One study, from Redfin, found that when people are shown information about flood risk when they’re looking at homes they’re more likely to choose one with lower risk. Another, from FEMA, shows that people are more likely to buy flood insurance if they live in a state with strong flood disclosure laws.
Amy Bach, executive director of the consumer advocacy nonprofit United Policyholders, said that is important, because regular homeowners’ and renters’ insurance don’t cover flood damage. But few people buy flood insurance if they’re not in a high-risk FEMA flood zone where it’s required by law.
“Many more homes in the United States have flood risk than have flood insurance,” Bach said. “So if we want to try to narrow that protection gap and get people better protected against the risks that they face, we do need to open people’s eyes more about what those risks are.”
Even strong disclosure laws don’t necessarily give people the full picture, especially as the climate changes. They often use FEMA flood hazard maps to give buyers a sense of a property’s vulnerability, but many FEMA maps are old and outdated. They don’t take sea level rise into account, and often don’t show the increasing risk of flooding from heavy rain, either.
There are other maps and tools people can look at — including one from the First Street Foundation — that do factor in climate change and how it’s raising flood risk in many parts of the country. But people have to know to seek those out themselves.

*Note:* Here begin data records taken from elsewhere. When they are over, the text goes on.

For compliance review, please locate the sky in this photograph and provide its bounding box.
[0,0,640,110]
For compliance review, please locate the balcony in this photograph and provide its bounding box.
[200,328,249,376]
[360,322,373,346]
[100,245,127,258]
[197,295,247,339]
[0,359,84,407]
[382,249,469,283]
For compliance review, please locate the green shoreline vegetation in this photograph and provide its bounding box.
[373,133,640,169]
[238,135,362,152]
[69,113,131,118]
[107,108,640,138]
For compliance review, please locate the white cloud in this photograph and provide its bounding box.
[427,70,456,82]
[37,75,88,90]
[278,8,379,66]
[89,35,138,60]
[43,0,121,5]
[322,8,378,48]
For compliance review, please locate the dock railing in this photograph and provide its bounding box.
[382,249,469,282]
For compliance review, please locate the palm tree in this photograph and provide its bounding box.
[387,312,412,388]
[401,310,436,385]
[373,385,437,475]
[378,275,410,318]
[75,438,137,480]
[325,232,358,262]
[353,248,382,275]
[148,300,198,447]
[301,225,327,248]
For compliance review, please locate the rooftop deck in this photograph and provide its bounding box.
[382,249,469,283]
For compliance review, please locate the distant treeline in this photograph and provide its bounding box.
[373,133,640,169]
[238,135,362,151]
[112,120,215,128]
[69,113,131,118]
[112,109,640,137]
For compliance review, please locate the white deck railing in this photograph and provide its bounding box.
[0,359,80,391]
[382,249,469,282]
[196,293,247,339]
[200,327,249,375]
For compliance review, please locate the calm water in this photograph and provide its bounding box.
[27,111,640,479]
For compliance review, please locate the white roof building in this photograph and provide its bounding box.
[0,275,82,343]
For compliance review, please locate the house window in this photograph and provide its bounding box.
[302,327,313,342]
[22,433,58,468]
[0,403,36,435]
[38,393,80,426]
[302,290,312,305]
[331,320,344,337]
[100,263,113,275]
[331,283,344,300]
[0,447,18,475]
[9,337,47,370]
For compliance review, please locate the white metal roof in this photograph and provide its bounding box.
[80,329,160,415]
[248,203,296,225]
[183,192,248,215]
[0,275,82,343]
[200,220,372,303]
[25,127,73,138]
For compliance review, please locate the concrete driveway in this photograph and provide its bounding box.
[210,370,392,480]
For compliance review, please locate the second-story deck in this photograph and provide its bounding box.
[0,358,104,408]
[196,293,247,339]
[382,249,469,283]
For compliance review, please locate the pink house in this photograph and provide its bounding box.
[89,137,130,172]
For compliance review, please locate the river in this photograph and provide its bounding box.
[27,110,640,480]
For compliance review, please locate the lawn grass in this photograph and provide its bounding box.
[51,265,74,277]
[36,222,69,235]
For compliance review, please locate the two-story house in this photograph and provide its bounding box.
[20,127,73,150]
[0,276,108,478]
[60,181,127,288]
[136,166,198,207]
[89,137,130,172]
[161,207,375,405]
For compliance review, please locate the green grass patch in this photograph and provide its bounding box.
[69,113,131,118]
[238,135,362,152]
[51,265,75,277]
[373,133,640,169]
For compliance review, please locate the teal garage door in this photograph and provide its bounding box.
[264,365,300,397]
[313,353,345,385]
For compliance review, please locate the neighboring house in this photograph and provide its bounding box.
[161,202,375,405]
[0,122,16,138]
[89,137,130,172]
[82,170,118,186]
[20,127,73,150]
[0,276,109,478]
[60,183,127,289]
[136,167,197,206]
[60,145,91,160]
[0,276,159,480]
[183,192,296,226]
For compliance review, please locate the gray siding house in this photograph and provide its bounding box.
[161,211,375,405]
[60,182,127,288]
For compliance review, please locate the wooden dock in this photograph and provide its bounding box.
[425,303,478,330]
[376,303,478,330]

“The risk exceeds what the government is actually telling us in regards to who’s in a flood zone,” said Jeremy Porter, at First Street. “And because of that, they’re actually missing quite a bit of risk across the country.”
Still, he said, flood disclosure laws do give buyers, and renters, a lot of valuable information. Information Pam Sidman wishes she and her wife had had before they spent roughly $2 million dollars on their condo in Brooklyn.
“Honestly, I feel like we got a lemon and regret that we didn’t do due diligence, maybe, or we didn’t know the learning curve or just the right questions, I don’t know,” Sidman said. “I just feel a little like kicking ourselves.”
She also figures they could end up losing money on the condo in the future if they sell, since they will now be required to tell buyers that it’s flooded before, under New York’s new law.
“I think it’ll probably kick us in the butt,” she said. “My hope is that in the year they will remediate. And that’s all we can hope for at this point, and count on, so we don’t take a total loss or total hit.”
But, law or no law, Sidman said she can’t imagine hiding the condo’s flood history, either.